Lo más alto, lo más bajo
Heroína y cocaína —comúnmente llamadas tah y cocó en Monrovia— son las drogas más consumidas. La primera se inhala con un tubo después de quemarse sobre un papel de plata y produce un efecto sedante. La segunda se fuma con pipa y genera euforia. La compra habitual son dos pequeñas bolsitas de ambas drogas por un total de setecientos dólares liberianos (cuatro euros, aproximadamente). La mayoría comparte en pareja y fuma ambas sustancias sucesivamente para equilibrar los distintos impactos psicotrópicos.
«El cocó me ayuda a funcionar durante el día, pero sin tah tengo escalofríos al despertar y no puedo moverme de la cama», explica Princess, adicta desde hace más de diez años.
Cuando el sueño se convierte en pesadilla
Aisha tenía dieciséis años cuando cruzó la frontera de Sierra Leona de la mano de su prima Marieh. La importante presencia de tropas y comitivas internacionales les hizo pensar que dos cuerpos jóvenes podrían hacer más dinero en las avenidas de Monrovia que en su país natal. Y hubo un tiempo en el que lo lograron. «Dormía en hoteles con servicio y lavadora», recuerda, pero el ébola terminó con el «sueño liberiano».
Marieh, aquejada de una enfermedad que consideran magia negra, dejó la prostitución hace seis años y pide limosna en supermercados de un barrio rico de la capital. De vez en cuando, sube al segundo piso con su hijo Miracle, de tan solo un año, que gatea y chupa objetos del suelo.

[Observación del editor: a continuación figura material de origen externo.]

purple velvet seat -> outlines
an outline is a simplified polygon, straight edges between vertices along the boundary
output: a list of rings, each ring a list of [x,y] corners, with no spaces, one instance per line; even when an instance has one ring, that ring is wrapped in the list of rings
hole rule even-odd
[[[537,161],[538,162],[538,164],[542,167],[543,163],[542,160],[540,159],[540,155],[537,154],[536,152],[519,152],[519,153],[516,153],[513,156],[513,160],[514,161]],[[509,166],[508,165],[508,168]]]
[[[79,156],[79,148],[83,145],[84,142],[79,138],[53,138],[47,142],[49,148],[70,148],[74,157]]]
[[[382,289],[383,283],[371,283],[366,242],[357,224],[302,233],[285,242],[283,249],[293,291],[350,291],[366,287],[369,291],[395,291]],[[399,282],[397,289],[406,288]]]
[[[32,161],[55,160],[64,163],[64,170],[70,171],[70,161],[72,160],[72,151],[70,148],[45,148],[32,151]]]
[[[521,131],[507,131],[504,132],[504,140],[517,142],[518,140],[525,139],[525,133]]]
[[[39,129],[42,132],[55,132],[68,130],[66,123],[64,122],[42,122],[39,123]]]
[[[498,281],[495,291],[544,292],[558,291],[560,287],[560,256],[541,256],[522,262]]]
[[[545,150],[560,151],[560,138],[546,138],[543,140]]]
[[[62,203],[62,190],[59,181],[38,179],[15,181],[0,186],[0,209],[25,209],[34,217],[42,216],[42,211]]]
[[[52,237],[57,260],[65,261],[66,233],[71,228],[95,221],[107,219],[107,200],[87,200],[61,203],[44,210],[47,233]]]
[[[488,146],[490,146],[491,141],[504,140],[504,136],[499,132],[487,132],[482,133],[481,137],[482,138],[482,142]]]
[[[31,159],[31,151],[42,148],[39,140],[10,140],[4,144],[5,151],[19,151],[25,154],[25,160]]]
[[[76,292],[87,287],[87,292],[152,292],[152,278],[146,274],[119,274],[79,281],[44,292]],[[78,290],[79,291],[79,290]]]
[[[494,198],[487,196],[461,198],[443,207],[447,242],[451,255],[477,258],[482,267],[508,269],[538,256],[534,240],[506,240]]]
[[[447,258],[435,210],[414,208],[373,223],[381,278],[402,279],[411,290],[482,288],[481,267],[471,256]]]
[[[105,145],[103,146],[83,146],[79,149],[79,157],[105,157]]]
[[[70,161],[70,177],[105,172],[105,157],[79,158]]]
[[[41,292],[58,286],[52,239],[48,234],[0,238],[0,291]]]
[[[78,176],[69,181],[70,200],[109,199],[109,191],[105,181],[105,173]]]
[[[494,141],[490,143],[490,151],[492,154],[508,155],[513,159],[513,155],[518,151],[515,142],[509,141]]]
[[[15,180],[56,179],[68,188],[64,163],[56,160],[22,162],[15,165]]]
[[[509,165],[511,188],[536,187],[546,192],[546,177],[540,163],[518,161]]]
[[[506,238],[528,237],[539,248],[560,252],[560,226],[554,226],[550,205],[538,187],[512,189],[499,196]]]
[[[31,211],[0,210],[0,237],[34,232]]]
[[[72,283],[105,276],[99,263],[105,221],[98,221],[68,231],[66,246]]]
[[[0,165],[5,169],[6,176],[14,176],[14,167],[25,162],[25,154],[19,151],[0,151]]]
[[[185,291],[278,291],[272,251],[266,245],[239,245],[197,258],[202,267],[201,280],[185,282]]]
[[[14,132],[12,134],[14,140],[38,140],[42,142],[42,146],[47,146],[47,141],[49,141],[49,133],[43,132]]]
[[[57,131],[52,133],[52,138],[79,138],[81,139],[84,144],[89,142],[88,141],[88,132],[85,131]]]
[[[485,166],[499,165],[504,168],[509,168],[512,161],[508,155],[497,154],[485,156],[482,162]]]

En la salud y en la enfermedad
Aunque caciques y camellos se mueven en el segundo piso, muchos otros prefieren consumir y descansar en el sótano del bloque. Abajo no hay goteras y el ambiente cargado ayuda a colocarse con dosis menores. Al fondo destacan los compartimentos separados por telas, en los que grupos de amigos y parejas comparten colchón. Las ratas campan a sus anchas.
En la imagen, un matrimonio consume heroína antes de acostarse. Se conocieron seis años atrás compartiendo un tiro. Él, que prefiere no revelar su nombre, es conocido por pedir dinero sentado en su vieja silla de ruedas por las calles de Sinkor, una zona llena de hoteles, embajadas y ONG.
Grises y brechas del ser humano
Nadie protegió a los más veteranos cuando, siendo unos niños, asaltaron sus casas y los raptaron para convertirlos en soldados. La droga se utilizó para eliminarles de la cabeza el miedo. Nadie los protege ahora, encadenados a una adicción que les empuja a cometer los delitos por los que les teme toda Monrovia. Sin embargo, la camaradería, la ropa de abrigo compartida o la empatía ante estados cercanos a la sobredosis revelan un instinto protector, como el que afloró aquella noche que suplicaban a una madre que saliera del fumadero para que su bebé, de apenas tres días, pudiera respirar. O las innumerables madrugadas que escoltaron al autor de este artículo hasta el mototaxi por «los peligros de la capital». Puede ser solo un mundo con códigos propios o tal vez un resquicio de esperanza. Sus vecinos, en cualquier caso, desconfían de los que dicen que han cambiado. Quizá no les falte razón. Esto es Liberia y ellos son los hijos bastardos de la paz.